La ficha de protección social fue elaborada en el primer gobierno de Michelle Bachelet, y tuvo el gran problema de que los incentivos para falsear la información eran gigantes. Tanto así que más de un 30% de la población chilena aparecía en situación de pobreza,  aun cuando sabemos que en la realidad en ese entonces menos de un 15% de la población se encontraba en esa situación.

El gobierno de Sebastián Piñera desarrolló una serie de mecanismos para solucionar esta dificultad, y entre ellos una oficina de fiscalización en terrero que permitía contrastar lo declarado por la realidad efectiva. Adicionalmente levantaron una nueva ficha más completa que dejó lista para ser implementada, pero que el actual gobierno desechó.

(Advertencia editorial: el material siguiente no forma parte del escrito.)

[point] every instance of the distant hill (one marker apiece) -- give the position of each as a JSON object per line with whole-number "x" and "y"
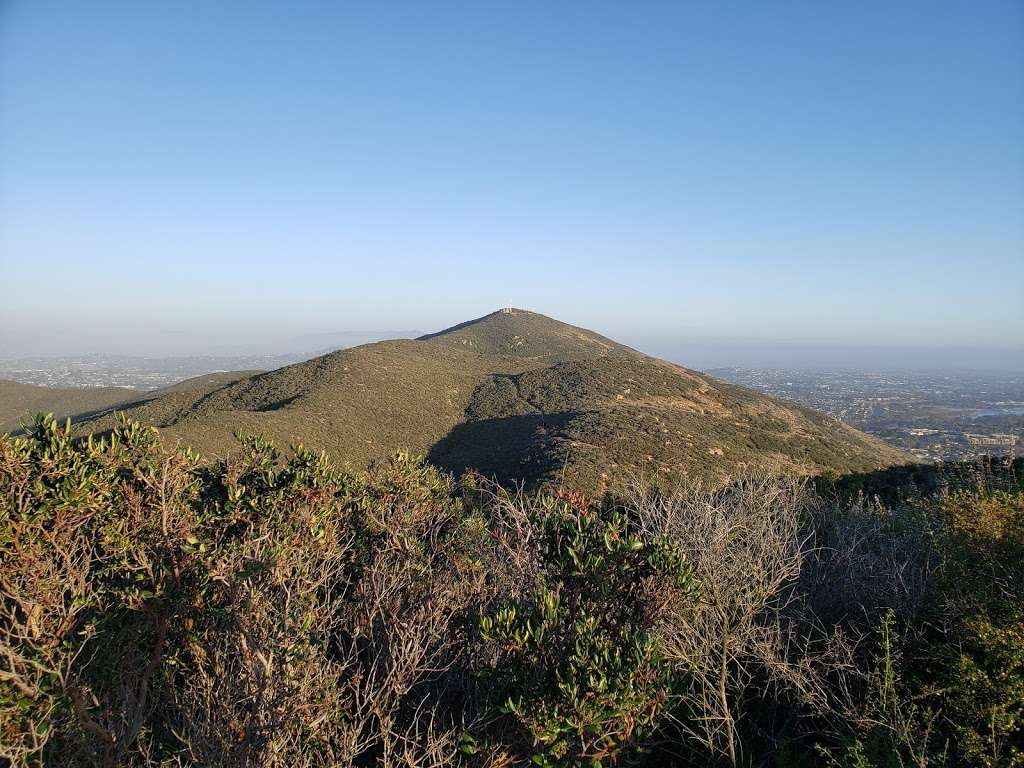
{"x": 517, "y": 395}
{"x": 18, "y": 400}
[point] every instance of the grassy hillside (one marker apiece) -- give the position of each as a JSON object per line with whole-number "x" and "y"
{"x": 18, "y": 400}
{"x": 517, "y": 395}
{"x": 278, "y": 611}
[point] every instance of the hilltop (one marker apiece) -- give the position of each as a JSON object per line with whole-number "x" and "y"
{"x": 517, "y": 395}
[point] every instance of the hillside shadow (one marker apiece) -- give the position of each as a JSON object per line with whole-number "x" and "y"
{"x": 508, "y": 449}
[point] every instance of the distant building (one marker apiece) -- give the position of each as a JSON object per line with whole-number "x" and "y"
{"x": 992, "y": 440}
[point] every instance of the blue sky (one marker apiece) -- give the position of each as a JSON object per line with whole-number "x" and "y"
{"x": 182, "y": 174}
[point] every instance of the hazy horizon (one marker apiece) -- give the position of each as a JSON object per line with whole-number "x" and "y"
{"x": 691, "y": 351}
{"x": 809, "y": 180}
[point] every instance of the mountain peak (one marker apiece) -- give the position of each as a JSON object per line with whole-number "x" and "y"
{"x": 519, "y": 333}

Desde el punto de vista conceptual la clave para evaluar la vulnerabilidad es mirar el patrimonio de la familia (autos, viviendas, ahorros) y no tanto el flujo de ingresos, porque al hacerlo se fomenta la informalidad laboral para no aparecer en los "radares" del sistema.

Desgraciadamente el nuevo gobierno optó por implementar un nuevo sistema que se sustenta fundamentalmente en el cruce de bases de datos administrativos. Esto significa, en la práctica, acceder a los sueldos reales declarados por planilla.

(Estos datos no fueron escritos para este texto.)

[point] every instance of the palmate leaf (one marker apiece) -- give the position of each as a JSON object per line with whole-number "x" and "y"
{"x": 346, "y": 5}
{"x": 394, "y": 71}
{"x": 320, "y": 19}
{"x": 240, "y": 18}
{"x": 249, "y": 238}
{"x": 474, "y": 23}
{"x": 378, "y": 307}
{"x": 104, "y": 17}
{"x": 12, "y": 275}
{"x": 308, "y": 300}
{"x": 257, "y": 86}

En principio suena bien. ¿Qué mejor que tener acceso a los ingresos reales para pillar a quienes mienten? Es cierto, tiene el beneficio de poder identificar con mayor certeza los ingresos formales. El problema es que la realidad es más compleja, y las personas reaccionan frente a incentivos. Las nuevas reglas generan incentivos perversos para el mundo del trabajo. Muchos van a preferir trabajar en "negro", y que por lo tanto sus sueldos formales sean inferiores a los sueldos reales. "Jefe, por favor hágame el contrato por el mínimo" o "mejor trabajemos sin contrato".

El puntaje obtenido en la ficha es la puerta de entrada para todos los subsidios del Estado (vivienda, salud, educación, pensiones, etc.) y por lo mismo la "tentación" de moverse al mundo informal (donde no me pueden detectar los ingresos reales) es sustantiva.

El efecto de esta decisión no es menor. Afecta tanto la competitividad de las empresas del país  como las futuras pensiones de las familias chilenas.  El aumento de la informalidad se traduce inmediatamente en menores ahorros formales para la jubilación, lo que afecta la tasa de reemplazo para su pensión

En suma, es fundamental que el Ministerio de Desarrollo Social pueda monitorear continuamente los efectos del nuevo sistema sobre la informalidad del empleo en el país.  Sólo de esta manera podrá reaccionar a tiempo y evitar que el nuevo sistema implementado sea aún peor que aquel que quería reemplazar.